Food intolerances vary with exposure to allergen and your stress level. You may be mildly intolerant of potatoes and only react when your system is already stressed.
posted by myselfasme at 5:44 AM on July 22, 2013


What are you eating the days that you eat the potatoes? If one day, you're eating the potato, and it's your first meal of the day, and another day you've eaten, you know, a salad and some meat and then you're having a potato, you could sort of be buffering your reaction--I have several food allergies, and find that all of them are diminished in severity when I've eaten a relatively substantial amount of [basically anything else] before eating the allergen.
posted by MeghanC at 7:54 AM on July 22, 2013


Response by poster: Thanks for the suggestions so far! I was wondering if it might have something to do with the age/greenness of the potatoes. I don't store mine in the dark--in fact they're in a hanging basket next to a window--so maybe I'll give that a try and see if it helps.

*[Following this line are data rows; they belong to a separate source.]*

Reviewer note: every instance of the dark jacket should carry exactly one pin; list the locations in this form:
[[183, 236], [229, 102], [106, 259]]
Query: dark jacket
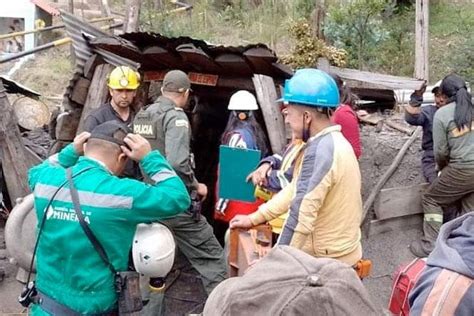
[[450, 269], [451, 145], [106, 113], [168, 130], [425, 120]]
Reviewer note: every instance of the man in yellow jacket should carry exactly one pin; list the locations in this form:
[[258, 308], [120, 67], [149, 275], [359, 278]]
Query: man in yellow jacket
[[324, 200]]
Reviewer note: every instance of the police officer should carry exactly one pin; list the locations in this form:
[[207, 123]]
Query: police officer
[[72, 278], [123, 83], [166, 127]]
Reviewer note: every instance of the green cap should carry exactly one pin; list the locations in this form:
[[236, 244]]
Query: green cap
[[176, 81]]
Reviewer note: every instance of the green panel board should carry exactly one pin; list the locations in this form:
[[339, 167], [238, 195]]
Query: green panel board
[[235, 164]]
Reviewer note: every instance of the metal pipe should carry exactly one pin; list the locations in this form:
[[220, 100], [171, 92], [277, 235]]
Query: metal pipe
[[49, 28], [56, 43]]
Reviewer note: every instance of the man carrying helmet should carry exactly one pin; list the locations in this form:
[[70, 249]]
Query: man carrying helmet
[[123, 83], [72, 275], [242, 131], [324, 197]]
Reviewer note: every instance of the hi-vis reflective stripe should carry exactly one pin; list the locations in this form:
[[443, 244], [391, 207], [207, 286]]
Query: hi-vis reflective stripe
[[54, 159], [163, 175], [434, 218], [86, 198]]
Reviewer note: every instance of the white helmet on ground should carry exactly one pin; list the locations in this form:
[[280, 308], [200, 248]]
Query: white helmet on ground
[[242, 100], [153, 250]]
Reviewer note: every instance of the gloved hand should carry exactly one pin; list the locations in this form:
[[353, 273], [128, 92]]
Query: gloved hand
[[221, 205]]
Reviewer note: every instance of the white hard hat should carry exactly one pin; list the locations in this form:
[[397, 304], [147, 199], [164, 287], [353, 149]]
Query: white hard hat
[[242, 100], [153, 250]]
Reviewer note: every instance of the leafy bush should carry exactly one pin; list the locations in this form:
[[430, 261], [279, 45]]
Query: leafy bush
[[308, 48]]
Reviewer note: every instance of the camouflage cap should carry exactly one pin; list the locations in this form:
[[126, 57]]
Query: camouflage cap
[[289, 281], [176, 81]]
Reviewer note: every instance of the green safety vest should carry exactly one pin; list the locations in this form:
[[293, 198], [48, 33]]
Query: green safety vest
[[69, 270]]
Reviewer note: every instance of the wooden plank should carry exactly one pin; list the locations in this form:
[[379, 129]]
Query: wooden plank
[[404, 129], [267, 96], [422, 39], [394, 202], [97, 94], [90, 65], [12, 152], [369, 80], [141, 99], [66, 125], [398, 224], [373, 119], [79, 91]]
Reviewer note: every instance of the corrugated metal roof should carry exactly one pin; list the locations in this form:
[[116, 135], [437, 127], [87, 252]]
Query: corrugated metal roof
[[14, 87], [80, 32], [157, 52], [46, 6]]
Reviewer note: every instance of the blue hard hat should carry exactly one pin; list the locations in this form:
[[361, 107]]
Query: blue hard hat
[[311, 87]]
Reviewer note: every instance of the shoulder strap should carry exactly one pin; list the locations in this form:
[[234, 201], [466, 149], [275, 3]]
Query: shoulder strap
[[85, 227]]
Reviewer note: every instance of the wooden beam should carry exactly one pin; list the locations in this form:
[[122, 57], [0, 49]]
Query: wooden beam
[[67, 123], [370, 80], [398, 224], [79, 91], [132, 16], [396, 162], [267, 96], [98, 93], [395, 202], [399, 127], [12, 152], [90, 65], [422, 40]]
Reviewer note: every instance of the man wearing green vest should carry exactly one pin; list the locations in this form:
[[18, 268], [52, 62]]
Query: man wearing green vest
[[71, 275], [165, 125]]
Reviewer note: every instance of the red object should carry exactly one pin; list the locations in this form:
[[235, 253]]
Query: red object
[[237, 208], [347, 118], [405, 279]]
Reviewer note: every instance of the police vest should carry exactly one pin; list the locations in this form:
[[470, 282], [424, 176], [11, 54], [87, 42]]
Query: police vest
[[149, 124]]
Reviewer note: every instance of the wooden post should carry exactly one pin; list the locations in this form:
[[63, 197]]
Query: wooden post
[[131, 22], [98, 93], [422, 40], [267, 96], [386, 176], [12, 152], [105, 8]]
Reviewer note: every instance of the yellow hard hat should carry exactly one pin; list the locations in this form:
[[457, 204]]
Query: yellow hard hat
[[123, 78]]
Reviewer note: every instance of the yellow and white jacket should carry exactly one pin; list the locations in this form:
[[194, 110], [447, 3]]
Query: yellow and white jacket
[[324, 200]]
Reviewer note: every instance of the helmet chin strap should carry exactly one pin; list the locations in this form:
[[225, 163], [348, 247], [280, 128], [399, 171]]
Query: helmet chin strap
[[243, 115], [306, 134]]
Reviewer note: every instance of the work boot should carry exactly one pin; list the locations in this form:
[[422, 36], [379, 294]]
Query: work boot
[[421, 248]]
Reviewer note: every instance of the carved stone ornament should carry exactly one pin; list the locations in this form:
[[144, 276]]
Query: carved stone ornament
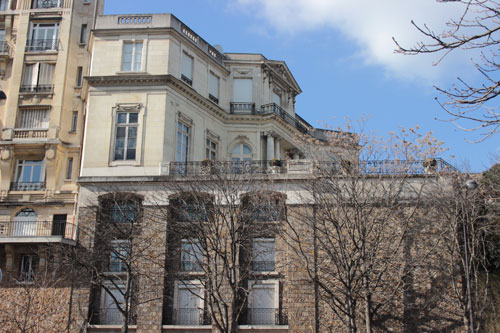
[[6, 154], [50, 154]]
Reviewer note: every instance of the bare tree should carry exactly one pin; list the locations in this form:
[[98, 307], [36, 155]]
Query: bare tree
[[36, 299], [472, 107], [215, 214], [114, 250], [361, 230]]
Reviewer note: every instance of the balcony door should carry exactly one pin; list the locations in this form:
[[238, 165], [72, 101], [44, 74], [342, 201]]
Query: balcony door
[[189, 304], [25, 223], [263, 302]]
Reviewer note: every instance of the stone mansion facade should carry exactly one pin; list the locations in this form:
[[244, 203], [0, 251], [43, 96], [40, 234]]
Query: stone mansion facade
[[117, 133]]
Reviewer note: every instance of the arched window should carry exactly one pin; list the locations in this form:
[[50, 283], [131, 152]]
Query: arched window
[[25, 223], [241, 152]]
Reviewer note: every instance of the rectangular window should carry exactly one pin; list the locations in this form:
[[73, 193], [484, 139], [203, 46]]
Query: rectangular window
[[74, 121], [33, 119], [211, 150], [276, 99], [132, 57], [124, 212], [187, 69], [242, 90], [79, 76], [83, 34], [119, 255], [28, 268], [43, 37], [263, 303], [126, 136], [182, 142], [191, 255], [46, 4], [213, 88], [69, 169], [263, 255], [30, 172], [188, 308], [38, 77]]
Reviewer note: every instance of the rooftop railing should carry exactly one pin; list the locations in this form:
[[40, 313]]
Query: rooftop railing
[[26, 229], [342, 167]]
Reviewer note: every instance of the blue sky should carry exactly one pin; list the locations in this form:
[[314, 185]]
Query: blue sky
[[341, 54]]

I eat enough dairy in other contexts (OK, almost all contexts) without a bad reaction, and the bad reaction sometimes happens when I eat potatoes without dairy, so I don't think it's the butter/cheese/sour cream. And whether or not the potatoes are part of a meal doesn't seem to be a factor.
posted by rhiannonstone at 10:39 AM on July 22, 2013


I just did an elimination diet for my IBS and it's my understanding that what upsets your stomach isn't what you've just eaten but what you ate six to eight hours ago, sometimes 12 hours ago. It might not be the potatoes at all. It might be something you had for breakfast, or last night's midnight snack. I'd go back over your food log and see what you've been eating before your potatoes and see if there's a pattern there. Just a thought.
posted by patheral at 12:00 PM on July 22, 2013


Best answer: Have you tried tracking this relative your menstrual cycle?